The DA-led coalition government of financially distressed City of Tshwane has denied opposition claims that it is serving affluent areas while neglecting poor black communities.
Mayor Celliers Brink briefed the media alongside other members of his executive on Monday and argued it is actually the affluent areas that are underserviced.
Brink said a large chunk of the municipality’s resources are spent in poor areas and or on projects that are benefiting mostly the poor.
“The biggest and most significant capital project are for the benefit of the poor. Not just in poor areas, pipe replacements, refurbishment of Roowal, refurbishing of serwage connections but even if you look at what we doing with BRT, the BRT line that is connecting the poor to places of work.
“So there’s no doubt in my mind that as far as capital spending, that very important future indicator whether services are improving or not, we spend a vast majority in the poorest areas of our city,” said Brink.

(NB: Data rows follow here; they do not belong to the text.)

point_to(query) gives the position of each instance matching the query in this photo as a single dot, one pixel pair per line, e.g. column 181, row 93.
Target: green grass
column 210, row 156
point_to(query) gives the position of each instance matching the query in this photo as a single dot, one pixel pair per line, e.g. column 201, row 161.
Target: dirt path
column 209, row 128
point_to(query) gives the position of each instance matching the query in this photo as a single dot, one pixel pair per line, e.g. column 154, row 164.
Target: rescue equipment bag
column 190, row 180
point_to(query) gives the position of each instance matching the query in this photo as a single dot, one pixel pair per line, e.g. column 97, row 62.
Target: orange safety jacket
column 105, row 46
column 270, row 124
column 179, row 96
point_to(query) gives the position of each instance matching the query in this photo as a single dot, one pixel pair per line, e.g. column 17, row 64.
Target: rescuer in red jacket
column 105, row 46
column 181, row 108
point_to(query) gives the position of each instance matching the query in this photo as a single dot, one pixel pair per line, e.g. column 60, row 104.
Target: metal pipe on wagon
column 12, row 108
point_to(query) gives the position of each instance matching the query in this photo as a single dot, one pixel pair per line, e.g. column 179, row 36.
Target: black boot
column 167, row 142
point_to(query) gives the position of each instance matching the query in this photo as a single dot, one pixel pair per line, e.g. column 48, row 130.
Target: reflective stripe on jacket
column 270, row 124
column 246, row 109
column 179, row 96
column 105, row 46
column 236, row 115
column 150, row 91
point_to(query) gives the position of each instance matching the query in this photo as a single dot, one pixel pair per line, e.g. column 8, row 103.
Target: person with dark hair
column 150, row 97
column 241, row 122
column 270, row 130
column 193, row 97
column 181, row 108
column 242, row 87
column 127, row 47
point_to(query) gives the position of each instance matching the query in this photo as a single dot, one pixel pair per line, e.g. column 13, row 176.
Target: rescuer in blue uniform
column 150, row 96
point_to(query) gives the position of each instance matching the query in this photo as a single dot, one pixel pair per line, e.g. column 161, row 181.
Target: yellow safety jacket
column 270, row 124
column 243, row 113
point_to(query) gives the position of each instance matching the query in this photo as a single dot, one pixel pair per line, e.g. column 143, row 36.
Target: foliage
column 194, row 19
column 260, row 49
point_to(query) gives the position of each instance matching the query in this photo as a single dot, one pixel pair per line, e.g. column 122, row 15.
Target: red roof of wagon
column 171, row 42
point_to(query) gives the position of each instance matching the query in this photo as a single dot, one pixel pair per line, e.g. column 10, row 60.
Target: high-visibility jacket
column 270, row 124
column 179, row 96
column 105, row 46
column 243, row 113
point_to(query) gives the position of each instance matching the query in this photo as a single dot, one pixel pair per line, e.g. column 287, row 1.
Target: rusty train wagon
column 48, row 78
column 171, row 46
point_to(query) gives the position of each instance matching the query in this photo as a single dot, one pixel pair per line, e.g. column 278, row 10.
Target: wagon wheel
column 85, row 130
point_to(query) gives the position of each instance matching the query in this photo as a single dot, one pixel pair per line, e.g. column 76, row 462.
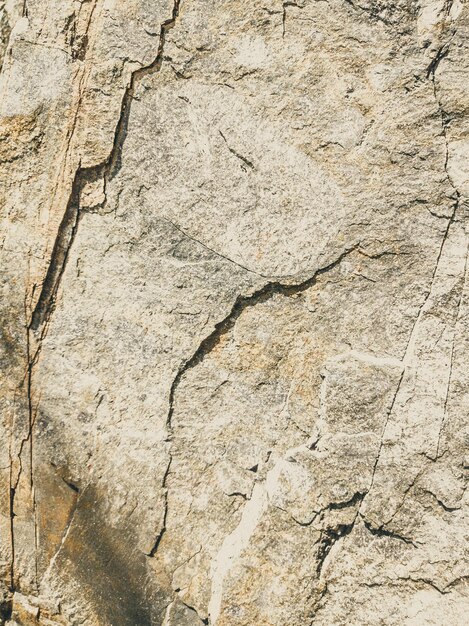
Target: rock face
column 234, row 312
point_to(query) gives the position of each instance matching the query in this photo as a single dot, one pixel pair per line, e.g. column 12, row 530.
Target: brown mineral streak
column 249, row 407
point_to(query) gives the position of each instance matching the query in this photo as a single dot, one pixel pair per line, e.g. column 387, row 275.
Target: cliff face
column 234, row 312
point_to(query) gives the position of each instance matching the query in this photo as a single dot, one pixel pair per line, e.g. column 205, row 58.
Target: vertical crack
column 65, row 237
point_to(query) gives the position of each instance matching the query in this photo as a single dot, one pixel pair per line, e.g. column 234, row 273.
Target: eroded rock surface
column 234, row 312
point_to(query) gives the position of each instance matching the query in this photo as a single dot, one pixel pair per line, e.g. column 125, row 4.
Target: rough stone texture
column 234, row 312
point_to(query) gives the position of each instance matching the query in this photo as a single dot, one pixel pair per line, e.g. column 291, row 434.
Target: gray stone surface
column 234, row 312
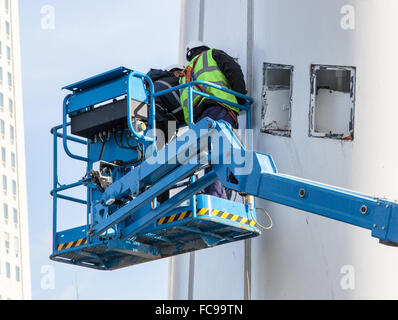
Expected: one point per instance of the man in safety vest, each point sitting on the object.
(216, 66)
(168, 107)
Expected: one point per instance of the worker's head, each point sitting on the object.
(194, 48)
(175, 69)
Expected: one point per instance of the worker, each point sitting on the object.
(216, 66)
(168, 107)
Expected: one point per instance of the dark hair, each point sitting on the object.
(195, 51)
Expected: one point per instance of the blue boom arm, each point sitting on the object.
(114, 116)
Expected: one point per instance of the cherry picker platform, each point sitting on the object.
(113, 116)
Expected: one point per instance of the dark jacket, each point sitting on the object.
(168, 105)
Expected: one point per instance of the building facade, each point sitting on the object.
(299, 57)
(14, 238)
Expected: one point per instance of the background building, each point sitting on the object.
(14, 237)
(344, 136)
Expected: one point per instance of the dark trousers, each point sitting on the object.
(216, 112)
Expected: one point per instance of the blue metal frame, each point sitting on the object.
(130, 234)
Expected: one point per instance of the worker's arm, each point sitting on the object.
(232, 71)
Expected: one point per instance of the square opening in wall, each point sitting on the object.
(277, 99)
(332, 102)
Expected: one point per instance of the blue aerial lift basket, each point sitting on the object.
(113, 117)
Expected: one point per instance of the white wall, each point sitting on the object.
(303, 255)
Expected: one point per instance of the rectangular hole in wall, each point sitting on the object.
(277, 99)
(332, 102)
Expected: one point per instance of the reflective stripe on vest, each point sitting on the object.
(206, 69)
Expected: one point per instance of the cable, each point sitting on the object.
(269, 218)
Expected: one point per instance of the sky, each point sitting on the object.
(85, 38)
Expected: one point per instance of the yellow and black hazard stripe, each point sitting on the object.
(204, 211)
(73, 244)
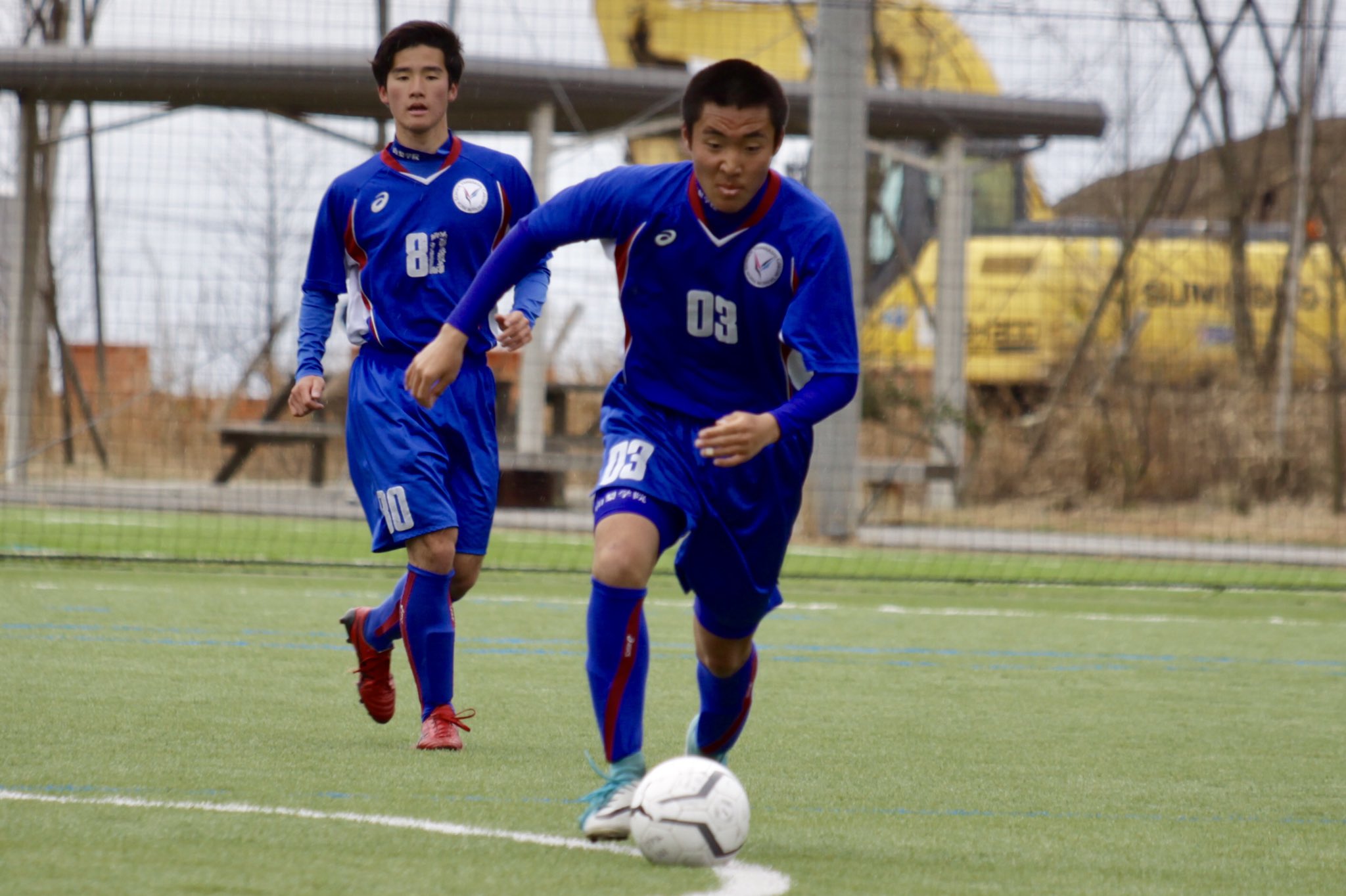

Brink said the capital’s wealthy residents are currently subsidising the poor and have shown signs of unhappiness when services came to a complete halt during the protracted labour strike.
“The rate of cross subsidisation of wealthy residents to poor residents is very very high. What often happens is that because folks who are better off do things for themselves, they do their own grass cutting, they do their own maintenance of roadways, they live in estates, they can afford their own security. It creates the impression that government is delivering there while in fact to a large extent those communities are more and more self dependent, that’s also a danger because you have to maintain that service if you want to cross-subsidise. So I would say that that is a wrong impression but obviously an election year that is the type of accusations that would be made,” he said.
Brink said the municipality has a plan of improving management of its finances in order to get out of debt and be in a sound position.
“What we have in cash is a R 23.3 billion debtors book. If we can only collect a quarter of that in the next six months that will buy us time to fix the other longer term issues including tariffs, property rates and so on,” he said.